In order to select features using feature importances, one can:

Train a model that has allows to compute feature importances.
Retrain the model with only the most important features.

In my experience, when retraining with only the most important features, the model usually degrades a little.

The main issue regarding selecting features using feature importance is that, if a feature is highly correlated with others, its importance will be lower than if it isn’t correlated with any features. For this reason I advise to check that your features are not very correlated if you want to assess them using feature importance.

Experiment set-up

In order to show the issues of selecting features using feature importance, we’ll use a rather ill-defined example. In this example, x1, x2, x3 and x4 are independent variables and the dependent variable is

y ~ x1 + (x2 + x3 + x4) * 0.5 + noise

When training a random forest, x1 should appear as the most important variable. If the feature selection method had to keep only one feature, x1 should be the one to select.

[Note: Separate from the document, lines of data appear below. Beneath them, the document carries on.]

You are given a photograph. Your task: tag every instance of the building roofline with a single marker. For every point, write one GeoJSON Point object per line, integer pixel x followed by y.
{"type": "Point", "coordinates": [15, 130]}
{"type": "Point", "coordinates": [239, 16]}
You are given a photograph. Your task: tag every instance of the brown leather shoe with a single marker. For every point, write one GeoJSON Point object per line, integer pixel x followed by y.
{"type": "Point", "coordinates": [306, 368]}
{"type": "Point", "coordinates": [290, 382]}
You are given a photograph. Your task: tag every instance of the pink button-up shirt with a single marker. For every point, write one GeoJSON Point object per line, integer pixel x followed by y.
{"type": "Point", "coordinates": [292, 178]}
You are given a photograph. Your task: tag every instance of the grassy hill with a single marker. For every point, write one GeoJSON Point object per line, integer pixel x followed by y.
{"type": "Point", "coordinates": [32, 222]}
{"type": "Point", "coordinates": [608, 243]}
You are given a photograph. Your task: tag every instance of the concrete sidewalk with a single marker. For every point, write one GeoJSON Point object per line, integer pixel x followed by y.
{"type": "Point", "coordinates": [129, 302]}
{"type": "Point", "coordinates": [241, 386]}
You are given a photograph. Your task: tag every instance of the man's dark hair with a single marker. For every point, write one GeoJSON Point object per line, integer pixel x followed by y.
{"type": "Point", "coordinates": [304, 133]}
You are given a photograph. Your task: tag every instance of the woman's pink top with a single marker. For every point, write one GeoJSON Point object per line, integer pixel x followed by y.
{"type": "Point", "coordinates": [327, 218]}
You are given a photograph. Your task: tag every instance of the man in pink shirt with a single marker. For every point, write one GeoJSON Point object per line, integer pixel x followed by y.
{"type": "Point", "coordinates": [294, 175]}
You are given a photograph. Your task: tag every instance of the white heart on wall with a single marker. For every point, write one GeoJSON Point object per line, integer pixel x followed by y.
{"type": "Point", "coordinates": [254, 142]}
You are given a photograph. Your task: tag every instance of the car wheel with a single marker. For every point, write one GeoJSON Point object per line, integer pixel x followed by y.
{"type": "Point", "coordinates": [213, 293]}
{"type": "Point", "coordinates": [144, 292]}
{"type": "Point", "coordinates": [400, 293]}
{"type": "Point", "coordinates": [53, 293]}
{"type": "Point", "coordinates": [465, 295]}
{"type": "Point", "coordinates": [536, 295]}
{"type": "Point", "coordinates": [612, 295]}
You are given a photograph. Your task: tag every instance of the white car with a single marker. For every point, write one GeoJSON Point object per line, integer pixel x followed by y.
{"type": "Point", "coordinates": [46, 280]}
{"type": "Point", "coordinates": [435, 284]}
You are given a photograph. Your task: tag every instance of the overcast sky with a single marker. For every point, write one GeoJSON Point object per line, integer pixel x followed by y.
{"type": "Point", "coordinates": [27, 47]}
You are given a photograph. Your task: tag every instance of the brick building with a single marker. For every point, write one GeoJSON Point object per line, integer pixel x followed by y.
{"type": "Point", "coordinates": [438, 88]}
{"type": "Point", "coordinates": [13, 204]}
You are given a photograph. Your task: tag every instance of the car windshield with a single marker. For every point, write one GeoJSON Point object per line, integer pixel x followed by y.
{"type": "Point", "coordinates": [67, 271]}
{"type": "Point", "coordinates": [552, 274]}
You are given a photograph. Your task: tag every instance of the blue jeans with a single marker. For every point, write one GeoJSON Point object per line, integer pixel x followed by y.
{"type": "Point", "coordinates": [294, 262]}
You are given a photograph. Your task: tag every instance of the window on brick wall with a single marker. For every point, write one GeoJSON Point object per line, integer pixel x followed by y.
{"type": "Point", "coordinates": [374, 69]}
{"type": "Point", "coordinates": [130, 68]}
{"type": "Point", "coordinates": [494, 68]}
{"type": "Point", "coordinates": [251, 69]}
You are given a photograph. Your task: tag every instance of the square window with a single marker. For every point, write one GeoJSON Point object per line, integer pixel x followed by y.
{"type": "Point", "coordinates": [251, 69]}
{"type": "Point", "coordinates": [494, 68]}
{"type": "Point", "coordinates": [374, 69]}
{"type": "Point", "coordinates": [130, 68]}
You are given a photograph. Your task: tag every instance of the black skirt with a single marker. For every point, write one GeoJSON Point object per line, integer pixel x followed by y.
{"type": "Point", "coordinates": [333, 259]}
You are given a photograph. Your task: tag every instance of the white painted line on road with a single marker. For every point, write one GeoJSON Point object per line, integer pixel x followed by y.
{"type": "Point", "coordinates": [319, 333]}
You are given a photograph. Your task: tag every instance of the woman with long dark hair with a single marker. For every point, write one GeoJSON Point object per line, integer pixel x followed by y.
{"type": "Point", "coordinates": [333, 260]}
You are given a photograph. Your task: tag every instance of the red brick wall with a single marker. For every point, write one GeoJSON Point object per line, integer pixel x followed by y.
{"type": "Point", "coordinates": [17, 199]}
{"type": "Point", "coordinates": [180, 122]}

To see an example where feature importance might mislead you, we’ve created some brothers to x1. They are variables that are very correlated to x1 and will be used to model y as well. These brothers are what cause the importance of x1 to be diminished.

library("dplyr")
library("randomForest")
library("glmnet")

set.seed(42)

len <- 5000

x1 <- rnorm(len)
x2 <- rnorm(len)
x3 <- rnorm(len)
x4 <- rnorm(len)

# The outcome is created without the brothers
y <- x1 + 0.5 * x2 + 0.5 * x3 + 0.5 * x4 + rnorm(len)

# x1i are x1's "brothers": variables that are mainly x1 but with some noise
x11 <- 0.95 * x1 + 0.05 * rnorm(len)
x12 <- 0.95 * x1 + 0.05 * rnorm(len)
x13 <- 0.95 * x1 + 0.05 * rnorm(len)
x14 <- 0.95 * x1 + 0.05 * rnorm(len)
x15 <- 0.95 * x1 + 0.05 * rnorm(len)
x16 <- 0.95 * x1 + 0.05 * rnorm(len)
x17 <- 0.95 * x1 + 0.05 * rnorm(len)
x18 <- 0.95 * x1 + 0.05 * rnorm(len)

Then we create the feature matrix, with x1 to x4, as well as x1’s brothers.

model_tbl <- tibble(
  y = y,
  x1 = x1,
  x2 = x2,
  x3 = x3,
  x4 = x4,
  x11 = x11,
  x12 = x12,
  x13 = x13,
  x14 = x14,
  x15 = x15,
  x16 = x16,
  x17 = x17,
  x18 = x18
)

X <- as.matrix(select(model_tbl, -y))

Random forest importance

A random forest model is trained (when training this model, it automatically computes feature importance).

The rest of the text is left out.